Волк же был в своей стихии. Он взбирался с пугающей, кошачьей лёгкостью. Его мощные лапы с острыми когтями находили опору там, где человек видел лишь гладкую стену. Он не ждал их, но постоянно возвращался, спускаясь на десятки футов вниз, чтобы проверить, как они продвигаются.
Команда помогала друг другу, как могла. Кархарон, сильный, как бык, часто подставлял своё плечо или спину Арвину, подталкивая того на сложных участках. Балдурин, обладая недюжинной для своего худощавого телосложения силой, страховал их, находя наиболее безопасный путь.

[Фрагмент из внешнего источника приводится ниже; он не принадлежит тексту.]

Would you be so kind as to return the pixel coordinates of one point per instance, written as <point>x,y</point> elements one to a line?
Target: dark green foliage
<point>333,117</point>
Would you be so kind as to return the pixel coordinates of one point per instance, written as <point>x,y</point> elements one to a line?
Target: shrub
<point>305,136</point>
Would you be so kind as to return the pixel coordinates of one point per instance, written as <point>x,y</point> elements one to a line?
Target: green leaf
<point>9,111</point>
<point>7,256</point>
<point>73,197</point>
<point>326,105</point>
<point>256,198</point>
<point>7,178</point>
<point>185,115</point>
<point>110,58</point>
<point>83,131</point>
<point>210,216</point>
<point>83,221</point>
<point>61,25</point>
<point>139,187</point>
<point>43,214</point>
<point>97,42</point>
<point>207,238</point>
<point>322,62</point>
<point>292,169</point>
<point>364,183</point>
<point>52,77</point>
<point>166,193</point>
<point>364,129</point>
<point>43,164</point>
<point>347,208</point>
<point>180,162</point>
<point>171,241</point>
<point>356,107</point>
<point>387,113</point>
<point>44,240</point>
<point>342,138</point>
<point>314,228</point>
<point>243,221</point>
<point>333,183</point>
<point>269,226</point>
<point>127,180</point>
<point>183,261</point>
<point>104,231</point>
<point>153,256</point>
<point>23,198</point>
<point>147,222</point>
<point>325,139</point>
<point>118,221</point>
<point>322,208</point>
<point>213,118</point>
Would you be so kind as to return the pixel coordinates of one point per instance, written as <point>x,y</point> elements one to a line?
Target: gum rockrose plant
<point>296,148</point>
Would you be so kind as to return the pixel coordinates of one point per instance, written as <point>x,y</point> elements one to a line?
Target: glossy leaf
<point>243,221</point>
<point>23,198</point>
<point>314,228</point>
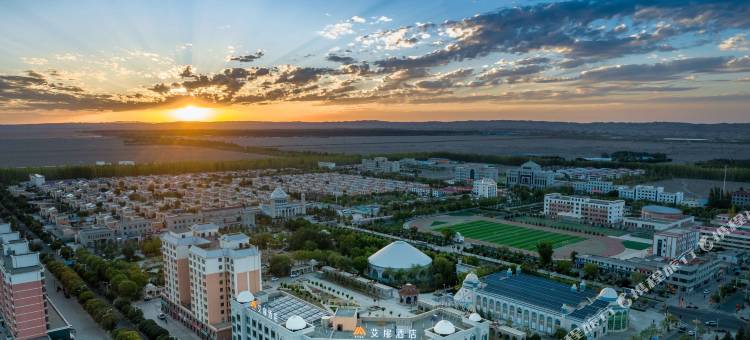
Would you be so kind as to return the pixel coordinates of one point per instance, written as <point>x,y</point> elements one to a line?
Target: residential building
<point>485,188</point>
<point>91,236</point>
<point>380,164</point>
<point>741,198</point>
<point>203,271</point>
<point>593,187</point>
<point>327,165</point>
<point>650,193</point>
<point>472,172</point>
<point>36,180</point>
<point>22,300</point>
<point>656,224</point>
<point>597,174</point>
<point>588,210</point>
<point>279,206</point>
<point>531,176</point>
<point>277,315</point>
<point>674,242</point>
<point>698,272</point>
<point>541,305</point>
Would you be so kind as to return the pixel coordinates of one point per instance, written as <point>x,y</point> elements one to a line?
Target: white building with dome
<point>539,305</point>
<point>397,256</point>
<point>274,315</point>
<point>279,205</point>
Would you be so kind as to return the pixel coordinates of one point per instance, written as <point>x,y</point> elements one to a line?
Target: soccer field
<point>510,235</point>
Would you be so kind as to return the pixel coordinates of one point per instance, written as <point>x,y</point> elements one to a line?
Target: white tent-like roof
<point>399,255</point>
<point>278,193</point>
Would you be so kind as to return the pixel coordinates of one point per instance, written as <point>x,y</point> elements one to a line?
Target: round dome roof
<point>245,297</point>
<point>399,255</point>
<point>608,294</point>
<point>444,327</point>
<point>295,323</point>
<point>471,278</point>
<point>278,193</point>
<point>659,209</point>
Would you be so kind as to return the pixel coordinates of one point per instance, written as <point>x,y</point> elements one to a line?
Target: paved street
<point>726,321</point>
<point>84,325</point>
<point>151,310</point>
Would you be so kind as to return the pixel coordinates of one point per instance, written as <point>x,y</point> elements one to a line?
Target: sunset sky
<point>95,61</point>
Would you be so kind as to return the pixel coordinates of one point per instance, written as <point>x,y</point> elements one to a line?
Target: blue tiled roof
<point>534,290</point>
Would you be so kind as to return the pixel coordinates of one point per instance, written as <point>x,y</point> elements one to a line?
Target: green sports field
<point>635,245</point>
<point>510,235</point>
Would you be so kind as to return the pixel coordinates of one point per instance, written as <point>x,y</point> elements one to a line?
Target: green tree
<point>591,271</point>
<point>545,251</point>
<point>127,289</point>
<point>280,265</point>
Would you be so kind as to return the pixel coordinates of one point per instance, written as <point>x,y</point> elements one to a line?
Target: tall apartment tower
<point>203,271</point>
<point>22,301</point>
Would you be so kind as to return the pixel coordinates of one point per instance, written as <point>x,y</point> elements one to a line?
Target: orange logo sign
<point>359,332</point>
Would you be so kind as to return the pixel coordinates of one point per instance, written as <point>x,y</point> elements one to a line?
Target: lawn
<point>635,245</point>
<point>510,235</point>
<point>462,213</point>
<point>570,225</point>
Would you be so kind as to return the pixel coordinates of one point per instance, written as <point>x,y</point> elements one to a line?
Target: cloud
<point>735,43</point>
<point>670,70</point>
<point>346,60</point>
<point>34,61</point>
<point>569,29</point>
<point>187,72</point>
<point>337,30</point>
<point>398,38</point>
<point>249,57</point>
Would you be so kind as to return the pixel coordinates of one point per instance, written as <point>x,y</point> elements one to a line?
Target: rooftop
<point>543,293</point>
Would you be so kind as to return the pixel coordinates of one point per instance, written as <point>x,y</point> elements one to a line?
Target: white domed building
<point>278,205</point>
<point>541,305</point>
<point>397,256</point>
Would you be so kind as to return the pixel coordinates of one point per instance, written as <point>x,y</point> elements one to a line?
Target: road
<point>151,310</point>
<point>726,321</point>
<point>85,327</point>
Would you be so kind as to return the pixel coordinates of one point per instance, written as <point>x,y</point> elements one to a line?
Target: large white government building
<point>280,316</point>
<point>397,256</point>
<point>541,305</point>
<point>531,176</point>
<point>279,206</point>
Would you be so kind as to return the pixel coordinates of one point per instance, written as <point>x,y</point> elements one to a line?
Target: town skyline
<point>336,61</point>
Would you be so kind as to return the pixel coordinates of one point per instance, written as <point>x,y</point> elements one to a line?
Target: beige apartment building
<point>203,271</point>
<point>585,209</point>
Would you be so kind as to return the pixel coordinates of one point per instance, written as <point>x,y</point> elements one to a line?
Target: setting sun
<point>192,114</point>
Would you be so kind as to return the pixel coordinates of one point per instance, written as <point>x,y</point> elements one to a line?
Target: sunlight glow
<point>192,114</point>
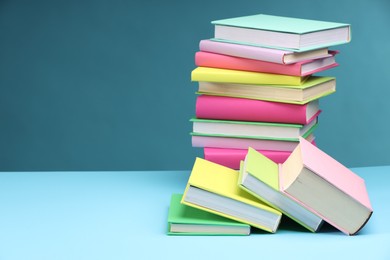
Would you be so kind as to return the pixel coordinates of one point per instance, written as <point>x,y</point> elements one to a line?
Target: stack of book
<point>256,85</point>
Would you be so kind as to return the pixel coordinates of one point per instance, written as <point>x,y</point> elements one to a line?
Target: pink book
<point>302,68</point>
<point>260,53</point>
<point>242,109</point>
<point>326,187</point>
<point>244,143</point>
<point>232,157</point>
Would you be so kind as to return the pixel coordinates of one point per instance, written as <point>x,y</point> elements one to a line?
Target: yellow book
<point>214,188</point>
<point>206,74</point>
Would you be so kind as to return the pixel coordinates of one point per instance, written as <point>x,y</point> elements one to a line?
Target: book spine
<point>244,51</point>
<point>207,59</point>
<point>241,109</point>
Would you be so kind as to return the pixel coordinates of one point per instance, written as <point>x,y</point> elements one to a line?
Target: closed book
<point>212,187</point>
<point>254,130</point>
<point>243,109</point>
<point>232,157</point>
<point>314,88</point>
<point>282,32</point>
<point>243,143</point>
<point>185,220</point>
<point>260,53</point>
<point>326,187</point>
<point>260,177</point>
<point>243,77</point>
<point>302,68</point>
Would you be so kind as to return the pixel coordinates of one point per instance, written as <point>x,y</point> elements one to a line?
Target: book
<point>243,77</point>
<point>282,32</point>
<point>243,109</point>
<point>260,177</point>
<point>232,157</point>
<point>260,53</point>
<point>326,187</point>
<point>213,188</point>
<point>302,68</point>
<point>314,88</point>
<point>255,130</point>
<point>244,143</point>
<point>185,220</point>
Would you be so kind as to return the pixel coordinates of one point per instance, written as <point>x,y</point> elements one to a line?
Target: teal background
<point>105,85</point>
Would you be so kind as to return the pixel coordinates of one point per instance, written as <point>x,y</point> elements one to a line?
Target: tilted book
<point>244,77</point>
<point>213,188</point>
<point>185,220</point>
<point>260,53</point>
<point>314,88</point>
<point>243,109</point>
<point>260,177</point>
<point>232,157</point>
<point>302,68</point>
<point>326,187</point>
<point>282,32</point>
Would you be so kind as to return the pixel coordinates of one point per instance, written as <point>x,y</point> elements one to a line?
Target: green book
<point>185,220</point>
<point>288,33</point>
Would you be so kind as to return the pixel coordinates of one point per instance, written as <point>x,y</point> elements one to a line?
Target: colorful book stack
<point>256,87</point>
<point>256,112</point>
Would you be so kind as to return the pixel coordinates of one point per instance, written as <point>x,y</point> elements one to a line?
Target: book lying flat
<point>302,68</point>
<point>185,220</point>
<point>244,143</point>
<point>260,177</point>
<point>213,188</point>
<point>281,32</point>
<point>243,109</point>
<point>243,77</point>
<point>260,53</point>
<point>254,130</point>
<point>232,157</point>
<point>326,187</point>
<point>314,88</point>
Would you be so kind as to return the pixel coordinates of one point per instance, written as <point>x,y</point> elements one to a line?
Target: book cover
<point>243,109</point>
<point>260,177</point>
<point>326,187</point>
<point>281,32</point>
<point>232,157</point>
<point>244,77</point>
<point>185,220</point>
<point>302,68</point>
<point>254,130</point>
<point>260,53</point>
<point>314,88</point>
<point>213,188</point>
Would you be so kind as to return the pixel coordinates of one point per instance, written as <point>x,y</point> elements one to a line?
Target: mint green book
<point>260,177</point>
<point>185,220</point>
<point>287,33</point>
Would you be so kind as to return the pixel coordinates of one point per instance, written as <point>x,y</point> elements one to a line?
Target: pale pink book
<point>302,68</point>
<point>326,187</point>
<point>244,143</point>
<point>260,53</point>
<point>232,157</point>
<point>242,109</point>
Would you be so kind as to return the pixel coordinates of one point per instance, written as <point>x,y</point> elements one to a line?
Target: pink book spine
<point>231,157</point>
<point>242,109</point>
<point>214,60</point>
<point>244,51</point>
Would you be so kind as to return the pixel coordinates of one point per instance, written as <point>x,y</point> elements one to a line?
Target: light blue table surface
<point>123,215</point>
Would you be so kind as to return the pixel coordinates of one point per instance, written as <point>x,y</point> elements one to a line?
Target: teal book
<point>186,220</point>
<point>287,33</point>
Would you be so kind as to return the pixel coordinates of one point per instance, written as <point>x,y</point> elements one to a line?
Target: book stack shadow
<point>257,109</point>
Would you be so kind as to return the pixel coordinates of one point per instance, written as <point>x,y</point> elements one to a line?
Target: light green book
<point>288,33</point>
<point>312,89</point>
<point>186,220</point>
<point>261,177</point>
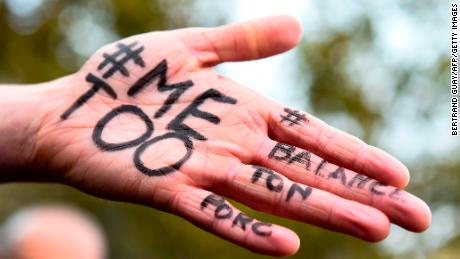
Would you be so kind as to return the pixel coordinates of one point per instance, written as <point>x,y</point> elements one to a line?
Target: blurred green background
<point>376,69</point>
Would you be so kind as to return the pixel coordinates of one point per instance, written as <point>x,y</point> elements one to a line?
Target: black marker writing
<point>320,166</point>
<point>293,117</point>
<point>288,154</point>
<point>274,182</point>
<point>295,188</point>
<point>102,123</point>
<point>188,145</point>
<point>160,73</point>
<point>118,65</point>
<point>360,179</point>
<point>97,85</point>
<point>339,173</point>
<point>178,125</point>
<point>223,211</point>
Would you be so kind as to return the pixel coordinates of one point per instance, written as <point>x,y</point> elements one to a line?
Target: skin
<point>37,145</point>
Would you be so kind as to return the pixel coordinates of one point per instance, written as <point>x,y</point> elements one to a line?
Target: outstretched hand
<point>148,120</point>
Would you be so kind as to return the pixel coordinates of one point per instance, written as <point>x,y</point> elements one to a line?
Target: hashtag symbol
<point>293,117</point>
<point>117,60</point>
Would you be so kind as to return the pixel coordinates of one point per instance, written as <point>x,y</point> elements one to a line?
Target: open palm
<point>147,120</point>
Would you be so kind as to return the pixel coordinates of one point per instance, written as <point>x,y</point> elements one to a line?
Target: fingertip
<point>421,216</point>
<point>411,213</point>
<point>394,172</point>
<point>282,242</point>
<point>291,30</point>
<point>291,242</point>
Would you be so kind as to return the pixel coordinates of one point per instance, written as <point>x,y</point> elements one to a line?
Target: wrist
<point>23,110</point>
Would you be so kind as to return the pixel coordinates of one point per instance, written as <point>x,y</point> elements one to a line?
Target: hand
<point>147,120</point>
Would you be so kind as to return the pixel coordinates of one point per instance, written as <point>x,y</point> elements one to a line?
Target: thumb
<point>249,40</point>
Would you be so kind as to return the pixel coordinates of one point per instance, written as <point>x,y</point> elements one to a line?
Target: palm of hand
<point>161,128</point>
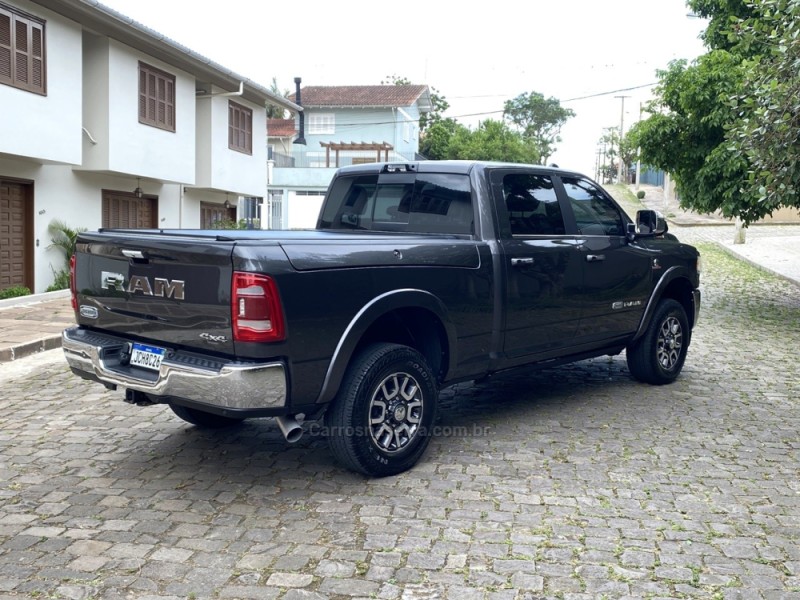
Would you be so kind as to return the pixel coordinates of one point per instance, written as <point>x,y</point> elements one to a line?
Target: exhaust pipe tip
<point>292,430</point>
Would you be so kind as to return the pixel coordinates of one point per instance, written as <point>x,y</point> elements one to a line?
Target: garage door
<point>16,260</point>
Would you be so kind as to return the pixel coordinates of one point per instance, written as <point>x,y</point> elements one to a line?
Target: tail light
<point>256,309</point>
<point>72,285</point>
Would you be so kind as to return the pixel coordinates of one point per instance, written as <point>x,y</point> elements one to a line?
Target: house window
<point>321,123</point>
<point>22,62</point>
<point>123,209</point>
<point>240,128</point>
<point>156,97</point>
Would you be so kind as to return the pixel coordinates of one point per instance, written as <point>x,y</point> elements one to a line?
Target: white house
<point>344,125</point>
<point>107,123</point>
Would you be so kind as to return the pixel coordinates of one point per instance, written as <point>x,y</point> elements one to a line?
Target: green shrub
<point>60,281</point>
<point>14,292</point>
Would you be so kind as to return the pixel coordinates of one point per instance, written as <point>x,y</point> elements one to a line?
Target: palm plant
<point>64,238</point>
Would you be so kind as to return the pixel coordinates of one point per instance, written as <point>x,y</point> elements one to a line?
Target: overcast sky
<point>477,55</point>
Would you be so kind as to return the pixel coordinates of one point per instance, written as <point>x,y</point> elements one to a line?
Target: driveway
<point>575,482</point>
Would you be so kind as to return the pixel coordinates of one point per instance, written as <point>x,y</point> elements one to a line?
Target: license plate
<point>147,357</point>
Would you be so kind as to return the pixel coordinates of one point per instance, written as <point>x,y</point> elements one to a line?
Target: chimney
<point>301,135</point>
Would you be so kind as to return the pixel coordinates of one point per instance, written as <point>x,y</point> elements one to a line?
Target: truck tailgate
<point>175,289</point>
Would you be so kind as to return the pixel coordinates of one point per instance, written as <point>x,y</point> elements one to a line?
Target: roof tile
<point>360,95</point>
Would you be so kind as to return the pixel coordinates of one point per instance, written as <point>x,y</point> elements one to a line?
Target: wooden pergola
<point>337,147</point>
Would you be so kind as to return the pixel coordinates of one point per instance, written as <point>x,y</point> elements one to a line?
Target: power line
<point>494,112</point>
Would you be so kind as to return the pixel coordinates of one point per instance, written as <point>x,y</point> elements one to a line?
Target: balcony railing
<point>317,158</point>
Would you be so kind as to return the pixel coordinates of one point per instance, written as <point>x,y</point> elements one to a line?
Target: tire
<point>203,419</point>
<point>658,356</point>
<point>380,422</point>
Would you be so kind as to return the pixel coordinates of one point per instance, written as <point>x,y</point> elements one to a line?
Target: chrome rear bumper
<point>208,380</point>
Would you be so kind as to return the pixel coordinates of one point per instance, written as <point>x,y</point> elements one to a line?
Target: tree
<point>439,103</point>
<point>715,124</point>
<point>436,141</point>
<point>538,119</point>
<point>491,140</point>
<point>767,135</point>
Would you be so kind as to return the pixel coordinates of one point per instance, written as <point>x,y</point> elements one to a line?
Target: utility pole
<point>621,124</point>
<point>639,155</point>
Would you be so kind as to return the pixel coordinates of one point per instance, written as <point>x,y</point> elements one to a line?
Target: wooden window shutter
<point>21,53</point>
<point>37,57</point>
<point>156,97</point>
<point>5,46</point>
<point>240,128</point>
<point>22,50</point>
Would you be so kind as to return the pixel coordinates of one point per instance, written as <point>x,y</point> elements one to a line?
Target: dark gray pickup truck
<point>417,276</point>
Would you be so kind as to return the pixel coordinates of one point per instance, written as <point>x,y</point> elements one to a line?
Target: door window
<point>532,205</point>
<point>595,213</point>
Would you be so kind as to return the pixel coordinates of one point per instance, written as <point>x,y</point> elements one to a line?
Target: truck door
<point>617,273</point>
<point>541,263</point>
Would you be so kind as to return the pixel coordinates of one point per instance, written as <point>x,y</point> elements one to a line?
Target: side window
<point>434,203</point>
<point>441,204</point>
<point>595,213</point>
<point>532,205</point>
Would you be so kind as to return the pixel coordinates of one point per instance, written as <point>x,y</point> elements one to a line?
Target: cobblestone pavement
<point>575,482</point>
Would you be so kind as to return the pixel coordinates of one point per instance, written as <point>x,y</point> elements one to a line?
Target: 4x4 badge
<point>90,312</point>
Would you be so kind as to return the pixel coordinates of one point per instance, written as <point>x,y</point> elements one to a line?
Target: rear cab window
<point>407,202</point>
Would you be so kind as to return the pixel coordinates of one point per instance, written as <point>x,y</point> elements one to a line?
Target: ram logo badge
<point>160,286</point>
<point>90,312</point>
<point>625,304</point>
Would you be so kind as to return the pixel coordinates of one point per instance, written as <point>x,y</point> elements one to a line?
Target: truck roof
<point>443,166</point>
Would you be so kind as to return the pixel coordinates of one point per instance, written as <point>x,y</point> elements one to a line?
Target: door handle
<point>518,262</point>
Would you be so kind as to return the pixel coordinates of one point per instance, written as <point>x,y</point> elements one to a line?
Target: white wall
<point>75,197</point>
<point>47,127</point>
<point>95,103</point>
<point>141,149</point>
<point>302,211</point>
<point>219,167</point>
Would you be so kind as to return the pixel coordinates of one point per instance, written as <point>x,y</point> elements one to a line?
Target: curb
<point>42,344</point>
<point>756,264</point>
<point>28,348</point>
<point>33,298</point>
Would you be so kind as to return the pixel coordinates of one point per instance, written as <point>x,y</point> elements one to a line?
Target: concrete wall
<point>47,127</point>
<point>219,167</point>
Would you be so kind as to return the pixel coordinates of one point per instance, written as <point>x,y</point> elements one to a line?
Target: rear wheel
<point>658,356</point>
<point>203,419</point>
<point>380,422</point>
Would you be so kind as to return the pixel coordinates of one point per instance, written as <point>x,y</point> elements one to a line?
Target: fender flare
<point>670,275</point>
<point>367,316</point>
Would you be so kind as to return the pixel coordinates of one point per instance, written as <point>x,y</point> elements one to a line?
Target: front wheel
<point>203,419</point>
<point>380,422</point>
<point>657,357</point>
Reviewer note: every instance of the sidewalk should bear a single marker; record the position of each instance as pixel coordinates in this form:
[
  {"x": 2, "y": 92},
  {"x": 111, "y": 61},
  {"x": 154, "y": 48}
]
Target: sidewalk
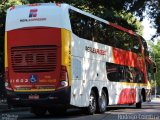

Один раз Кархарон, пытаясь перелезть через большой нависающий камень, поскользнулся. Камень, за который он держался, с глухим стуком вырвался из породы и полетел вниз. Старик, потеряв опору, отчаянно замахал руками, его тело уже начало падать в чёрную бездну под ним. Но в тот же миг белая молния метнулась сверху. Волк сделал невероятный прыжок вниз, и его мощные челюсти вцепились в толстый кожаный ремень на плаще Кархарона. Рывок был таким сильным, что Кархарон взвыл от боли и повис на волчьей хватке пока Балдурин и Арвин не подтянули его на безопасный выступ.
– Чёртов пёс… – хрипел Кархарон, отряхиваясь. – Чуть не откусил мне полтуловища вместе с ремнём… Но… спасибо, мордатый.
Волк лишь фыркнул и снова устремился вверх.
С Арвином было сложнее. Рана, притуплённая элем, снова заявила о себе пронзительной болью при каждом неловком движении. Он стискивал зубы до хруста, по его лицу катились слёзы от боли и бессилия, но он не издавал ни звука. Дважды его нога соскальзывала, и он повисал на руках, отчаянно цепляясь за выступ, пока его не подтягивали. Волк и тут оказывался рядом, подставляя своё мощное тело как дополнительную опору.
Шли они так несколько часов. Казалось, ночь никогда не кончится. Руки и ноги отказывались слушаться, тело ныло от напряжения. Но они лезли. Медленно, мучительно. И когда на востоке наконец появилась первая, едва заметная бледная полоска, они достигли вершины.
Они выползли на небольшое, плоское плато и рухнули на камни, не в силах пошевелиться. Они лежали, задыхаясь, их груди вздымались, как кузнечные мехи. И тогда их глазам открылась картина, ради которой они проделали этот адский путь.
Рассвет ещё только начинался, и мир внизу тонул в сизой, холодной дымке. Но этого было достаточно, чтобы всё разглядеть.
Прямо под ними, у самого подножия горы, лежал густой, почти непроходимый сосновый лес. Его тёмно-зелёная хвоя казалась чёрной в утренних сумерках. От подножия и до самого леса тянулся идеально ровный, ослепительно белый снежный наст – замёрзшее озеро или широкая равнина, покрытая льдом и снегом.
Чуть в стороне, на небольшом холме, стояла та самая деревянная сторожевая вышка, с которой когда-то Арвин вёл свои первые наблюдения. Теперь она казалась крошечной.
А дальше, за лесом, виднелась узкая полоска берега. И на ней… два корабля. Их «Морская Крыса», знакомый потрёпанный силуэт, выглядела жалкой щепкой рядом со стройным, грозным кораблём Гондора с его высокими мачтами и аккуратными парусами.
Весь этот пейзаж – снежная равнина, тёмный лес, корабли и вышка – был залит первыми, розоватыми лучами восходящего солнца. Это была одновременно картина невероятной красоты и смертельной опасности. Каждый фут открытого пространства был как на ладони. Для них – и для тех, кто мог быть внизу.